For the Demi Glace, wash and dry the veal bones and feet. Mix the veal bones with a little oil and roast them at 200 ° C top and bottom heat for about 30 to 40 minutes.
Take bones out of the oven and let cool down completely. Meanwhile, finely dice the onions, carrots and celery.
Fry colorless in a large saucepan with a little oil. Then add the tomato paste and roast for a few minutes, but not too strong.
The vegetables must not become bitter! Put the bones and veal feet in the pot, add the bay leaves and pepper and fill up with 7 liters of ice-cold water.

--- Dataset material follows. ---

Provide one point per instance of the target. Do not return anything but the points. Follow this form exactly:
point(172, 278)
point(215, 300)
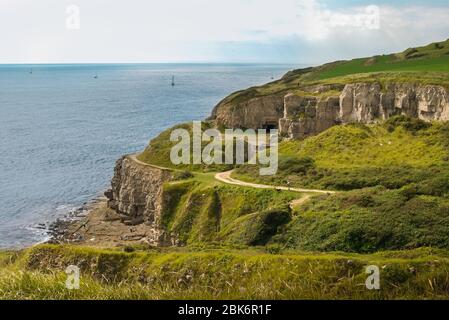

Then bring to the boil. As soon as the water boils, reduce the heat significantly. Bubbles should only appear sporadically.
Let simmer for 10 hours. In the meantime, skim off the foam that occurs again and again.
After the cooking time, remove the bones and drain the stock through a sieve. Let cool and degrease. Repeat all steps of the basic fund.
Instead of adding 7 liters of cold water, add the 5 liters of basic stock from the first batch and fill up with 2 liters of water.
To prepare the demi glace, now roughly chop the shallots. Reduce the wine with the shallots to about 300 ml and pass through a sieve.
Add to the basic stock (5 L) and reduce everything to 1 L over moderate heat, depending on your taste. Season to taste with a little salt, pepper and game spices.